My shirt rack was as crushed as a Tokyo subway at rush hour, stacked tight and with between one and three shirts per hanger. First I wanted to check how much rack space would be taken up by 20 shirts hanging quite freely on wood hangers. Then I measured how much space could be minimally used by 20 bare hangers. This gives us some baseline numbers for our complicated rack space/hanger dimension computations.
Next up I placed the 20 thin wire hangers on the rack and measured their minimal space, and then transferred the same 20 shirts to those hangers and measured their free hanging spatial requirements. I also measured how much space they could take up in a minimal, compressed situation, to compare with the real-life scenario showed up top.
What does the analysis show?
Bare hanger spatial requirements (20 hangers):
Wood hangers 27cm vs. wire hangers 6cm
Populated hanger spatial requirements (20 hangers):
Wood hangers 34.7cm vs. Wire hangers 28.5cm vs Wire hangers 19.0cm (c)
(Single shirt on each hanger, same selection, c indicates compressed)
Complicated maths to calculate percentage extra room made available by converting to wire hangers:
Free hanging: 100-100*(28.5/34.7) = 17.8%
Compressed: 100-100*(19.0/34.7) = 45.2%
From this we deduce that there is between 45 and 18 percent gain in rack space by converting to slimline hangers. For the nominal investment necessary to purchase cheap wire hangers, it seems a pretty obvious improvement in shirt rack real estate, right?

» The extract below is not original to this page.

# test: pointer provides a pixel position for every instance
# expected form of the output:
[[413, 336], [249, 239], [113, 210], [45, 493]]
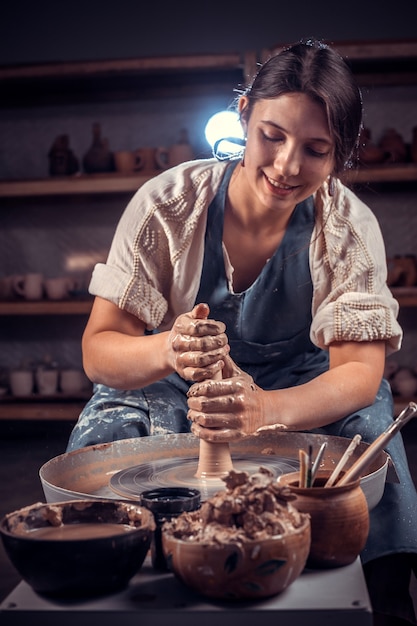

The real gains in every shirt having it’s own hanger are numerous:
- Each shirt can hang more freely, so your ironing work isn’t futile
- Each shirt can be seen and you get to use all of them
- Shirts that should be gone can no longer hide under others
- You get that warm feeling of operating at optimally engineered shirt storage
So there, who said there was no room to get a little technical on a Saturday morning?
Now, I know some will contest the wisdom of hanging garments on thin wire hangers over the wider wood hangers, and in some respects I see the point. However, a shirt has almost zero weight, so the chance of fabric distortion really can’t be that great. It’s not like I’m going to hang a whacking great mountain parka on a flimsy hanger, we have to be a little practical here.
I have seen mention of very cheap wire hangers discolouring shirts. I’ve not noticed this myself, but it might be an idea to keep an eye on it, especially if your clothes are hanging in a humid environment (which they surely are not!).
There is also mention of wood clothes hangers made of cedar tree having properties that keep moths away or remove odour. I can imagine cedar tree shoe trees having some nominal odour relief value, but for a shirt on a hanger it seems a lot less plausible. The anti-moth properties have been debunked.